Python is also a general-purpose language used in web, mobile, and game development. But it’s currently starring in AI, machine learning projects, and scientific research. There are even libraries for such development, like TensorFlow and Keras.
It’s also a more beginner-friendly language because it’s quite simple and its syntax closely resembles English.
Pros of Python:
- Since the language is easy to use, it is also possible to accelerate development.
- Python is open-source and has a good community of contributors.
- You can find suitable libraries for all sorts of development.
- It’s good for prototyping startup projects.
- While quick to code, you may find Python apps lacking in speed.
- Threading has many limitations and isn’t as good as in Java.
- Python isn’t well suited for mobile development if you decide to venture into this field.
Another popular language among startups is Ruby. It’s also used for building web apps. It’s one of the best technologies to handle large web frameworks. But still a less popular option overall.
Pros of Ruby:
- It doesn’t take much time to code in Ruby coupled with its framework Rails, which makes it handy for prototyping.
- Despite the lower popularity, there’s still a good community of Ruby developers on GitHub.
- You’ll find a lot of tools and libraries that aid in developing reliable software.
- Ruby’s Rail framework is one of the most secure technologies currently in use.
- There are speed limitations for applications that work with massive volumes of data (like Twitter).
- Not the most flexible technology when building anything other than web apps.
- Low popularity and competition negatively affect the job market.
C++ is a time-tested and efficient language, and also a good choice if you already have experience coding software. The learning curve is very steep.
Nonetheless, C++ is a good option for Linux as it is used in a lot of low-level systems. And there’s a lot of good documentation for using C++ on Linux.
Pros of C++:
- The code doesn’t depend on the platform it runs on so you can create one interface that will work on multiple operating systems.
- The language supports different paradigms so you can code using imperative, object-oriented, and generic concepts.
- You get absolute control of memory management.
- It’s possible to scale projects when built with C++.
- It’s difficult to use pointers, especially considering your program will crash if you misuse any of them.
- Since you control the memory, there’s no automatic garbage collection.
- It doesn’t support threads, even as badly as Python.
The Go language is quite a young technology sprouted by Google developers. Curiously enough, one of the Golang creators, Ken Thompson, also created and implemented the first Unix system.

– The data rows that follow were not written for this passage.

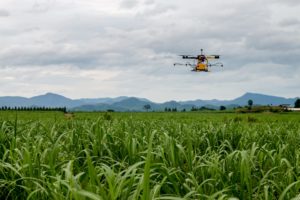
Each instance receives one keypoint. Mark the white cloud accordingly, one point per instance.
(111, 48)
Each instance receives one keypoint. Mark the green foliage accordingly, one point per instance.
(222, 108)
(183, 155)
(297, 103)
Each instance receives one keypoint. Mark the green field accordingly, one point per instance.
(46, 155)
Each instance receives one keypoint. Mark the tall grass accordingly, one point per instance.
(149, 158)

Many startups use Go for developing the backend of their systems.
Pros of Golang:
- The code is compiled into machine code which makes Go apps fast-performing.
- Go is a static typing language which makes it suitable for working with relational databases.
- The language has interfaces so you can write more functional, modular, and testable code.
- Unlike C++, it has garbage collection which also makes for safer use of pointers.
- Unlike Java, it doesn’t have generics which limits what code you can reuse.
- It’s hard to tell if interfaces are implemented since they are implicit.
- Doesn’t have the most welcoming community.
- Dependency management can be confusing for those who are new to Go.
Knowing a language or two is essential for becoming a professional in Linux development. You can start with Java or Python that are more beginner-friendly and work your way up to C++ or another more complex technology.
Each language has its pros and cons, so it’s up to you to choose the one which is the most useful for your goals as a Linux coder.